Quelques notices caustiques, aussi, remettent les pendules à l’heure du temps authentique : ainsi la notice nécrologique n°12 concernant une certaine « Margaret T. ». N°12, oui, car les notices nécrologiques sont numérotées, comme nos existences chiffrées, comptabilisées depuis l’état civil, une existence parmi tant d’autres.
Bien sûr l’humour est au-rendez-vous car il faut rire de la mort, aussi.
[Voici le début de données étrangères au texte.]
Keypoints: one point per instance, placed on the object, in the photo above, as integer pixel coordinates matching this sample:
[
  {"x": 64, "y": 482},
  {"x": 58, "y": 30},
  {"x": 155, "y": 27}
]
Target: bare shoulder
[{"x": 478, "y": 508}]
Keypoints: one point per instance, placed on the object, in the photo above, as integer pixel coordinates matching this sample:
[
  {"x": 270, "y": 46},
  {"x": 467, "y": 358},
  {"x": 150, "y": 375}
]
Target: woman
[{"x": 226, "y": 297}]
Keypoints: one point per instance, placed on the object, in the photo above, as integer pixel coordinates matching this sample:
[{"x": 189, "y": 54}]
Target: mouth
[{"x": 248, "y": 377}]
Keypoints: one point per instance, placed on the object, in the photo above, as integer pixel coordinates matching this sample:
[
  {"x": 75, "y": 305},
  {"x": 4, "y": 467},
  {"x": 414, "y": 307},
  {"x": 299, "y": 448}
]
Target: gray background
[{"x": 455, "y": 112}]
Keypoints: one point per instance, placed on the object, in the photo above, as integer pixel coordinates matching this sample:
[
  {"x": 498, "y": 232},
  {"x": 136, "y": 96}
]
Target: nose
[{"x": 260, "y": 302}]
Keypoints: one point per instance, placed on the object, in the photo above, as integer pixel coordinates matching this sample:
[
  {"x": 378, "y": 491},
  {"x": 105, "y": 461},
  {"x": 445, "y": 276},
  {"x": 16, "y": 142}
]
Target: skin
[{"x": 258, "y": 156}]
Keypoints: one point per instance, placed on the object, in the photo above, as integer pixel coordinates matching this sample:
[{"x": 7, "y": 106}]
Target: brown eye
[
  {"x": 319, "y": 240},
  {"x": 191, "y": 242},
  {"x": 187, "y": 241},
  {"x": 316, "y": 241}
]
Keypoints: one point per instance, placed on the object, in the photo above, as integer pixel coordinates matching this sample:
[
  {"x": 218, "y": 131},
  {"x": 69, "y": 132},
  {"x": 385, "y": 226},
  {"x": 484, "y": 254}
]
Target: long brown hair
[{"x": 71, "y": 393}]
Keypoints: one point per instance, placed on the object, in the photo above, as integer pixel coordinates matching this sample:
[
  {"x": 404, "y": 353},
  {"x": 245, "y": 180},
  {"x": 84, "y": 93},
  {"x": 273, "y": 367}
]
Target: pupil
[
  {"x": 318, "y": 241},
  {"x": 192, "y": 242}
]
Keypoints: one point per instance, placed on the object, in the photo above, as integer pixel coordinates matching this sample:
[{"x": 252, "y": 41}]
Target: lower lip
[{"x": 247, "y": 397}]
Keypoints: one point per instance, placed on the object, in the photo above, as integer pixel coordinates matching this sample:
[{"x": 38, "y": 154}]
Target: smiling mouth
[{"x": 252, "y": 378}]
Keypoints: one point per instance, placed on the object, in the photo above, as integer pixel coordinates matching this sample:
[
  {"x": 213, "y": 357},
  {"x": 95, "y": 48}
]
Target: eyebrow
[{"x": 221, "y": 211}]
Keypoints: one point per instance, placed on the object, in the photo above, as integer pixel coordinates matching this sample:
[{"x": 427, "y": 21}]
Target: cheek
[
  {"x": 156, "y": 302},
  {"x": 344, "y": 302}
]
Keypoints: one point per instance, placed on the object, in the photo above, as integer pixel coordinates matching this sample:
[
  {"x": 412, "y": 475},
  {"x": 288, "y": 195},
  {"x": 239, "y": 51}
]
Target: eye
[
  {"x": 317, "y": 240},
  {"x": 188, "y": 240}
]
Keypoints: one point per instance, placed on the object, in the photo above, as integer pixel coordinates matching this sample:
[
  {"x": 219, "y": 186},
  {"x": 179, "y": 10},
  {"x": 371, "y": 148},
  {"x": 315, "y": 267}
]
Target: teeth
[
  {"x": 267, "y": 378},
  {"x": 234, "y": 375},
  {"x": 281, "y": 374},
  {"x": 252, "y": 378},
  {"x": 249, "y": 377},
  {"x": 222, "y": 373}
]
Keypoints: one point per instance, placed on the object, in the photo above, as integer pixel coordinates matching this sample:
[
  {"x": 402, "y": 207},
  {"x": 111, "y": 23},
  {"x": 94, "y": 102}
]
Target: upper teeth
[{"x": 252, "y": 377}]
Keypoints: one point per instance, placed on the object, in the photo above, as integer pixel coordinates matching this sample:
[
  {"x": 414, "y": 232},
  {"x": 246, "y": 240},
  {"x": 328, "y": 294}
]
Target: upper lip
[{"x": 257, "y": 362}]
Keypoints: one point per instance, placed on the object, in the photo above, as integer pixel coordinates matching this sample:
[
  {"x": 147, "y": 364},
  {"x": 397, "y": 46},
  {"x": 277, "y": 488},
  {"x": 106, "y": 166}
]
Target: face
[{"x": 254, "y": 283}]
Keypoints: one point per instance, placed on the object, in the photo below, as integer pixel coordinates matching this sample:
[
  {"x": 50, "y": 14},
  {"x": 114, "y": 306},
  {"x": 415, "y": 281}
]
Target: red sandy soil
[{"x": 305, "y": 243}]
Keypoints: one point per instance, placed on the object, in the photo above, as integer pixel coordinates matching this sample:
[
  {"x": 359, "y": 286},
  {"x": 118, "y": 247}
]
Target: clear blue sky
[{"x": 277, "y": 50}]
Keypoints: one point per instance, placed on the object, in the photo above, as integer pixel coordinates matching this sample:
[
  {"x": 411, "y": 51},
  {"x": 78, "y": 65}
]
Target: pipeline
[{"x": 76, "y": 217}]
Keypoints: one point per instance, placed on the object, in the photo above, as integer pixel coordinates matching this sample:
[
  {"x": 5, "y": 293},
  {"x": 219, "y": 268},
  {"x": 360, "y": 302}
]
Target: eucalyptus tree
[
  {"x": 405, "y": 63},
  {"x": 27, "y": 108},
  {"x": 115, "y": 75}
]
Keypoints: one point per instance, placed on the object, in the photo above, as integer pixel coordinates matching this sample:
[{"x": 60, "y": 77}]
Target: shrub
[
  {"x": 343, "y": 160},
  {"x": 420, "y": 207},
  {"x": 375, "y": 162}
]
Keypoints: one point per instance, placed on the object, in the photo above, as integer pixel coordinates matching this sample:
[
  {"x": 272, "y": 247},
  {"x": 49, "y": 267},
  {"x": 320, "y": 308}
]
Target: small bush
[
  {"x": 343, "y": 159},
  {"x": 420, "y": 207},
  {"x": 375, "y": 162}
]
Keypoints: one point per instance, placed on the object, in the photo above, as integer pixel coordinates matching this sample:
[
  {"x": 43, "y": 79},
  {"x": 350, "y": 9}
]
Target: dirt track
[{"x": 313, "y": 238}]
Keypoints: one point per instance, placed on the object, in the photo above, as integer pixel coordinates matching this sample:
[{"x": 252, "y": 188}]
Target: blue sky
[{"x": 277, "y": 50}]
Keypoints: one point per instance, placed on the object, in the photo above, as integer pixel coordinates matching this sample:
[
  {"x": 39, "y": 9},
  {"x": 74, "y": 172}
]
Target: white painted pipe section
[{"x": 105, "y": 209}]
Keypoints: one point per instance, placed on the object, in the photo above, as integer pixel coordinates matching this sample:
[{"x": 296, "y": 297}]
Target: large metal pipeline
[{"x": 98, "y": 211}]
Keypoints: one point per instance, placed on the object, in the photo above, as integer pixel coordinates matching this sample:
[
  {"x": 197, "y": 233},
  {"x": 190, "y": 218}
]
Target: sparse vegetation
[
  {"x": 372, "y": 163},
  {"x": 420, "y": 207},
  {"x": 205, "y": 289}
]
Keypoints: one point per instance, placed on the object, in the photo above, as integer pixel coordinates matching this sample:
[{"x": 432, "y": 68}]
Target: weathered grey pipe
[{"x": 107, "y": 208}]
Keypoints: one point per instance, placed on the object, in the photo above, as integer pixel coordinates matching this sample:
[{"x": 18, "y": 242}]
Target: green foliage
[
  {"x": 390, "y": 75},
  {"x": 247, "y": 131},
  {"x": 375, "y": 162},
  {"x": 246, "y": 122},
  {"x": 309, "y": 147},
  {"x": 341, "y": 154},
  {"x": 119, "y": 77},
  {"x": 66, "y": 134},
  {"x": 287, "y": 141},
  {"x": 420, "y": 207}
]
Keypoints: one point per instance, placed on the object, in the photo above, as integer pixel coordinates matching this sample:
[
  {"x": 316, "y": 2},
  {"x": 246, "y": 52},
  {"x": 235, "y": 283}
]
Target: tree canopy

Par exemple, les deux notices consacrées à « Sandrine Chennevière », non nommée dans la première notice puisque les paramètres de son environnement face à la violence de sa mort effacent l’identité, la présence, la personnalité de la défunte, réduite à un membre, retrouvée dans la seconde notice ; ainsi des faits divers happant dans leur spirale aveuglante le cœur d’une réalité concrète, étouffant par leur vacarme jusqu’à la mort du défunt célébré…
Par ce Faire-part, J.-L. Rambour fait un beau pied de nez au « grand cinéma » ou à la « comédie » de la mort, lorsque celle-ci est mise en scène et perd, faute d’humanité réelle, la véracité noire et authentique de son irruption toujours brutale.
Lorsque le recueillement face à la disparition d’un être humain manque de sérieux, la marionnette Ecce homo apparaît, mais tombe sa mascarade, démasquée par le poète qui ne manquera pas de provoquer notre sourire face à la farce attentée parfois à nos vies par une mort aux faire-part grotesques, ici recomposés. Ce Faire-part jette surtout de l’encre authentique dans « la pâture du dernier soupir » pour rendre un hommage à des disparu(e)s inconnu(e)s que ses 44 notices nécrologiques font vivre ou ressuscitent le temps d’un livre : celui de notre mémoire.